From a pathophysiological standpoint, the findings are biologically consistent. Persistent pediatric obesity promotes chronic low-grade inflammation, insulin resistance, neurohormonal activation, and ectopic fat accumulation. Therefore, the earlier unhealthy trajectories are interrupted, the lower the cumulative metabolic burden becomes. The study observed that even a moderate treatment response reduced the risk of type 2 diabetes, while the greatest reductions in hypertension and dyslipidemia were seen in those who achieved a strong response or obesity remission. However, the study did not find the same protective effect for depression or anxiety, reminding us that treatment must continue to follow a biopsychosocial approach.
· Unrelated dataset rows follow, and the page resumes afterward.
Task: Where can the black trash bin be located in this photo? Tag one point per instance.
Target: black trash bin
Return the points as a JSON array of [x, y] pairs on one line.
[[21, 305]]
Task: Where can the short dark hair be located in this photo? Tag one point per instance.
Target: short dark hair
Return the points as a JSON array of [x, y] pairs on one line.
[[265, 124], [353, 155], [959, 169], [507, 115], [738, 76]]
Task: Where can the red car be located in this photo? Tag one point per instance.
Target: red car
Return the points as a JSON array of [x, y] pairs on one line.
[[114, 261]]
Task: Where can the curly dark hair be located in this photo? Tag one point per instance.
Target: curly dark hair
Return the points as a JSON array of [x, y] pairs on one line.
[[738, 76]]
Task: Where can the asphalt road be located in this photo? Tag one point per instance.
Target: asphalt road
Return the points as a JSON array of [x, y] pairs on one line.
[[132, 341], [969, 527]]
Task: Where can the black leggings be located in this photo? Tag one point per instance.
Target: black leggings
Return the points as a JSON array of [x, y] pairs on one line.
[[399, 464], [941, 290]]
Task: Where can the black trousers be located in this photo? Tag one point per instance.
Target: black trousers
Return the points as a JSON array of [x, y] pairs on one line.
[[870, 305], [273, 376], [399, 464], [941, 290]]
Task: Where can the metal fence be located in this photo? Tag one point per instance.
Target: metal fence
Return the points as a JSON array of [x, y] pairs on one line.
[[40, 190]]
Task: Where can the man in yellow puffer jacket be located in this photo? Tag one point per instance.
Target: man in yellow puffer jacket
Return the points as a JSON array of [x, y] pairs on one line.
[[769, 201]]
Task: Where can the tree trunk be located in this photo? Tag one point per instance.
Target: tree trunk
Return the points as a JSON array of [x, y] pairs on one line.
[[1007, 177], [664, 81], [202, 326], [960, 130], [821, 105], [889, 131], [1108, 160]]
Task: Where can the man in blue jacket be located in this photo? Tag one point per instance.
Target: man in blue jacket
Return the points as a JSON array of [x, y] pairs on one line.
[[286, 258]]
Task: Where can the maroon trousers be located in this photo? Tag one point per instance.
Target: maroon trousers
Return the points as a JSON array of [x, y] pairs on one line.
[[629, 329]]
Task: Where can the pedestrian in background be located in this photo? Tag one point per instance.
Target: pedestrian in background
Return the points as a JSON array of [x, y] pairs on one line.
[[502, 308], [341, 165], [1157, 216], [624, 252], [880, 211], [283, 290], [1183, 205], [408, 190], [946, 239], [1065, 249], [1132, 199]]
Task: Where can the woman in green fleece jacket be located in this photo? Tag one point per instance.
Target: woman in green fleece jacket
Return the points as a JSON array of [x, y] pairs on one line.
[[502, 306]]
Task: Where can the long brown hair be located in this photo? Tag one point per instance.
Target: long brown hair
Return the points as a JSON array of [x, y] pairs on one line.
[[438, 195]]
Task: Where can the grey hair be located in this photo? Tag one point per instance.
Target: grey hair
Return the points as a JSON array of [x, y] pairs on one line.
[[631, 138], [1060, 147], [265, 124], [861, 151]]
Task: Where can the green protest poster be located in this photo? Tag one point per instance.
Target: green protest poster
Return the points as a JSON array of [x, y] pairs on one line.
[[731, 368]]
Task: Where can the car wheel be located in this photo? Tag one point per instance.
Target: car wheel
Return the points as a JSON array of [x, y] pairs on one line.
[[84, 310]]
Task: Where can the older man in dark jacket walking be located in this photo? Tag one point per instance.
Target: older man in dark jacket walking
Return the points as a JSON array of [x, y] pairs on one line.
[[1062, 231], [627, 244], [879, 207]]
My interpretation is straightforward: treating obesity in pediatrics is not an “aesthetic” intervention; it is long-term cardiovascular and metabolic prevention. Healthcare systems should use this type of evidence to justify greater investment in intensive, continuous, and multidisciplinary pediatric obesity programs. The question is no longer whether treatment is worthwhile; the real question is why we continue to offer less treatment than the evidence supports.

Scientific or Institutional Source

Putri et al., Effect of Pediatric Obesity Treatment on Long-Term Health, JAMA Pediatrics (2025).